Deep Energy Retrofits aim to save at least 50% total energy in homes. This particular project goes a little deeper to 70% savings - the target set out by the Affordable Comfort 1000 home challenge . The objectives of this study are to demonstrate how to get to low energy savings and to document how to identify aspects of each home that are working well and those that are less successful so that others can learn from these pioneering efforts. We are performing detailed end-use monitoring of gas and electricity use in ten deep retrofit homes in northern California. All the retrofits have been paid for by the home owners so this gives insight into what is done without direct incentives. The detailed measurements allow us to identify where the energy is used in a home, where savings are being met (and where they are not) and what aspects of the retrofits are successful (and which are not). Monitoring is currently underway, but we have already been able to identify key issues:
- Keep it simple. Simpler approaches are easier for a contractor to understand and get right the first time. They also tend to be more robust and less likely to fail in the long term.
- Use existing off the shelf technology. Again - this increases the likelihood that a contractor can get it right.
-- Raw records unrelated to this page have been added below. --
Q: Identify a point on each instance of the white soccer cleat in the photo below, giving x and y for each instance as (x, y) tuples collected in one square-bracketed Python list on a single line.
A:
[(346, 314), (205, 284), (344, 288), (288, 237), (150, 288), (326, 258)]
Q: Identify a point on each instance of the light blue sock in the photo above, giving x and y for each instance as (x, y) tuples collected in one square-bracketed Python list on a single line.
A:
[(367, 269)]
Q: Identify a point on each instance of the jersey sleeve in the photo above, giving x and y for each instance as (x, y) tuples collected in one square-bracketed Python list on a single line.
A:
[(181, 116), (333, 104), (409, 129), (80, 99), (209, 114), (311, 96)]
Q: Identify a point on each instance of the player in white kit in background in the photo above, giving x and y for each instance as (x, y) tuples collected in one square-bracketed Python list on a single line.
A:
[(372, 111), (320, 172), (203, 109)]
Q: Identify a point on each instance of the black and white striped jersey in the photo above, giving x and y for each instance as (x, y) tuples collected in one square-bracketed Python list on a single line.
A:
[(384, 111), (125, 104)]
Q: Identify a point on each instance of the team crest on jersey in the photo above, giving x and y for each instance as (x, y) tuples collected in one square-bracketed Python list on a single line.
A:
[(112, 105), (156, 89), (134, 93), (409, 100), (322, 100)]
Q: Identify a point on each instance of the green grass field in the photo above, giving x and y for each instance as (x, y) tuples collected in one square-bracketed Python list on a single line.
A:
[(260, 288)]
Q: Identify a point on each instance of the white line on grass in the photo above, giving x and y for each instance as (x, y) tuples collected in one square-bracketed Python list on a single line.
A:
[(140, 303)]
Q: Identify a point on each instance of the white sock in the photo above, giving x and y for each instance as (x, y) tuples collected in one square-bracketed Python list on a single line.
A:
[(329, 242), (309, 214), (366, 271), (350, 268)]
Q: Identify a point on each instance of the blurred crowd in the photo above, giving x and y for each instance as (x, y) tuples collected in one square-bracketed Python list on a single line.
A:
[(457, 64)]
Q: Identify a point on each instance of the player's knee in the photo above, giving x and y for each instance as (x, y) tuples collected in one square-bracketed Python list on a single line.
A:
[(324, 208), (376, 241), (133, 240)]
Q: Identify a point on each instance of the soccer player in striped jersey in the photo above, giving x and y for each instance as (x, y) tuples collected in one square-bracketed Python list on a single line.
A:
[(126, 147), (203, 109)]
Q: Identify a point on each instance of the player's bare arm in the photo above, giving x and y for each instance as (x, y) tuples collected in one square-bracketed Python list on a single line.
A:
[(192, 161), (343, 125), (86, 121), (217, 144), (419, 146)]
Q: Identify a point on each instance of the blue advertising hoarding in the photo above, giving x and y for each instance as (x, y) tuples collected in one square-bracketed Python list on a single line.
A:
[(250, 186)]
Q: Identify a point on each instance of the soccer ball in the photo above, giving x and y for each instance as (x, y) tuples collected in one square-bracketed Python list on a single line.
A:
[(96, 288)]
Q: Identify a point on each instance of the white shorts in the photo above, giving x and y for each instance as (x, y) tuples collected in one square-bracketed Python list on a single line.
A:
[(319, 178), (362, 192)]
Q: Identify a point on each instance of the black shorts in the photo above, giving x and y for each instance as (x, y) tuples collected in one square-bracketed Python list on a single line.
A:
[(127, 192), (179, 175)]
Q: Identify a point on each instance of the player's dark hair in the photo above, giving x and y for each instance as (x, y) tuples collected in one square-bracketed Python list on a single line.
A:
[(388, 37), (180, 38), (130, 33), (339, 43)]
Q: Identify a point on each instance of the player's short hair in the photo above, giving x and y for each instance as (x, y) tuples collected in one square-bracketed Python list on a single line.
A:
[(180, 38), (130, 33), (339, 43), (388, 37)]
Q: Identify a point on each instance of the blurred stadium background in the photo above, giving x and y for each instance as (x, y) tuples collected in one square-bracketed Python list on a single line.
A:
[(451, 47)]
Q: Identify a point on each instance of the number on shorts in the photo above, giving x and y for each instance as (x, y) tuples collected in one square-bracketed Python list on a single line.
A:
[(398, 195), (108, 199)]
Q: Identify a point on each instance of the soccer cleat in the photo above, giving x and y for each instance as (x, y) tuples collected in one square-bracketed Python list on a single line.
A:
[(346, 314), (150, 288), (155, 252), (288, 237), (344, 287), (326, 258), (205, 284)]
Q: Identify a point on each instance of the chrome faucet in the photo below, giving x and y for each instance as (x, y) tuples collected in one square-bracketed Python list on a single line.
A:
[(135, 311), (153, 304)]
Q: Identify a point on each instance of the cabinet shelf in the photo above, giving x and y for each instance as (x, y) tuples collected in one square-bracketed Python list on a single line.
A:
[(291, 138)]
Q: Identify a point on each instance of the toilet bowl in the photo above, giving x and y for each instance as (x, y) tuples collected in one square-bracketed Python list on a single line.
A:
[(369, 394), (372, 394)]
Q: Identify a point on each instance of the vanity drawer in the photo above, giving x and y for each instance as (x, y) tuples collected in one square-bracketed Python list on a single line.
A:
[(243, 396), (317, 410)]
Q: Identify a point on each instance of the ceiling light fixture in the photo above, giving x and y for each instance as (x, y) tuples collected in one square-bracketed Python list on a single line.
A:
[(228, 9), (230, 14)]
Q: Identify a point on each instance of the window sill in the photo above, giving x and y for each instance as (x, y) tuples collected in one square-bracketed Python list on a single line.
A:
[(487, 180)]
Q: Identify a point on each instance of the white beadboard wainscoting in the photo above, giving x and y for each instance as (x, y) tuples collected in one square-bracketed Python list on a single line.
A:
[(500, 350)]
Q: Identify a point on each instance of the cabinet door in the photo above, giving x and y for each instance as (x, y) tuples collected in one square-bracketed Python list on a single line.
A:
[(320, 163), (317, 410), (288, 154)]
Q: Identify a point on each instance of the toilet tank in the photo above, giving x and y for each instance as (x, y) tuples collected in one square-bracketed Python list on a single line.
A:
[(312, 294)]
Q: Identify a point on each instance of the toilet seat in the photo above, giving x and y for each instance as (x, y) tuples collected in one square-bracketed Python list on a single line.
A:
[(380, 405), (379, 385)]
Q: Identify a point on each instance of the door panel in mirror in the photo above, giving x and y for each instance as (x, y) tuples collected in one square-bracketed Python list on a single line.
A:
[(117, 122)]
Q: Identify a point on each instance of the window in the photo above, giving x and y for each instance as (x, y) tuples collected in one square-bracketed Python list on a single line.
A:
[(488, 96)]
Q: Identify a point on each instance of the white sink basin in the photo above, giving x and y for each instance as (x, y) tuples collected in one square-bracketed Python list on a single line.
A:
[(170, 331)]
It also reduces the risk for homeowners (and we are very risk-averse when it comes to our homes).
- Staging of retrofits over time can be a successful strategy to reduce the one-time financial burden - but it requires good planning.
- 70% savings are attainable - but only if all end uses are addressed.
- At these low levels of energy use the contributions of occupants are significant - so their behavior can make or break their ability to meet their energy saving targets.